THE women druids, his guardians, belonged to his father's people. Bovmall was Uail's sister, and, consequently, Fionn's aunt. Only such a blood-tie could have bound them to the clann-Baiscne, for it is not easy, having moved in the world of court and camp, to go hide with a baby in a wood; and to live, as they must have lived, in terror.
What stories they would have told the child of the sons of Morna. Of Morna himself, the huge-shouldered, stern-eyed, violent Connachtman; and of his sons—young Goll Mor mac Morna in particular, as huge-shouldered as his father, as fierce in the onset, but merry-eyed when the other was grim, and bubbling with a laughter that made men forgive even his butcheries. Of Cona'n Mael mac Morna his brother, gruff as a badger, bearded like a boar, bald as a crow, and with a tongue that could manage an insult where another man would not find even a stammer. His boast was that when he saw an open door he went into it, and when he saw a closed door he went into it. When he saw a peaceful man he insulted him, and when he met a man who was not peaceful he insulted him. There was Garra Duv mac Morna, and savage Art Og, who cared as little for their own skins as they did for the next man's, and Garra must have been rough indeed to have earned in that clan the name of the Rough mac Morna. There were others: wild Connachtmen all, as untameable, as unaccountable as their own wonderful countryside.
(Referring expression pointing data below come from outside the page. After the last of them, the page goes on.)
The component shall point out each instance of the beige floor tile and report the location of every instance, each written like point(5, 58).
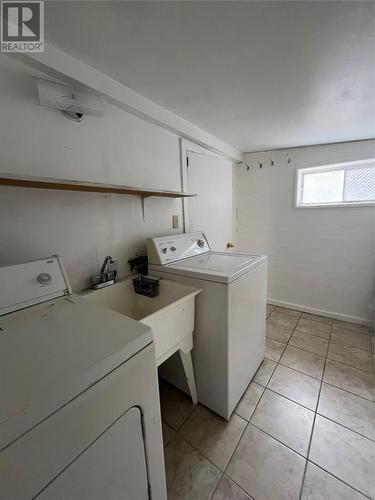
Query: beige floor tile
point(352, 339)
point(349, 355)
point(319, 485)
point(190, 476)
point(266, 469)
point(264, 372)
point(269, 309)
point(175, 405)
point(274, 349)
point(213, 436)
point(306, 325)
point(228, 490)
point(282, 318)
point(284, 420)
point(350, 379)
point(303, 361)
point(297, 386)
point(249, 400)
point(277, 332)
point(345, 454)
point(308, 342)
point(351, 327)
point(168, 433)
point(347, 409)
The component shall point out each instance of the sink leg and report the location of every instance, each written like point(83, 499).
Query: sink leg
point(189, 374)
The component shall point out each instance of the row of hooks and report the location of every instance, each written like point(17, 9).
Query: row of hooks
point(260, 164)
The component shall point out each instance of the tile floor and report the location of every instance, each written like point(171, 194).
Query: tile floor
point(304, 429)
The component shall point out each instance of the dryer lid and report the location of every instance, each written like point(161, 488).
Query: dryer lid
point(221, 267)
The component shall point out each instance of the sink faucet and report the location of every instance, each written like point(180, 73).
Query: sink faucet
point(107, 261)
point(106, 276)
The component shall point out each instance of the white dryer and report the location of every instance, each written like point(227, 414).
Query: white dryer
point(79, 412)
point(229, 338)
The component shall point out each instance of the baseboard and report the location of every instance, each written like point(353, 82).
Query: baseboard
point(321, 312)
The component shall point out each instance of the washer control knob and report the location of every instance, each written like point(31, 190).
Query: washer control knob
point(44, 278)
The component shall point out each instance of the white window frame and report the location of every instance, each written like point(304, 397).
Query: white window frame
point(298, 191)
Fionn would have heard much of them, and it is likely that he practised on a nettle at taking the head off Goll, and that he hunted a sheep from cover in the implacable manner he intended later on for Cona'n the Swearer.
But it is of Uail mac Baiscne he would have heard most. With what a dilation of spirit the ladies would have told tales of him, Fionn's father. How their voices would have become a chant as feat was added to feat, glory piled on glory. The most famous of men and the most beautiful; the hardest fighter; the easiest giver; the kingly champion; the chief of the Fianna na h-Eirinn. Tales of how he had been way-laid and got free; of how he had been generous and got free; of how he had been angry and went marching with the speed of an eagle and the direct onfall of a storm; while in front and at the sides, angled from the prow of his terrific advance, were fleeing multitudes who did not dare to wait and scarce had time to run. And of how at last, when the time came to quell him, nothing less than the whole might of Ireland was sufficient for that great downfall.
We may be sure that on these adventures Fionn was with his father, going step for step with the long-striding hero, and heartening him mightily.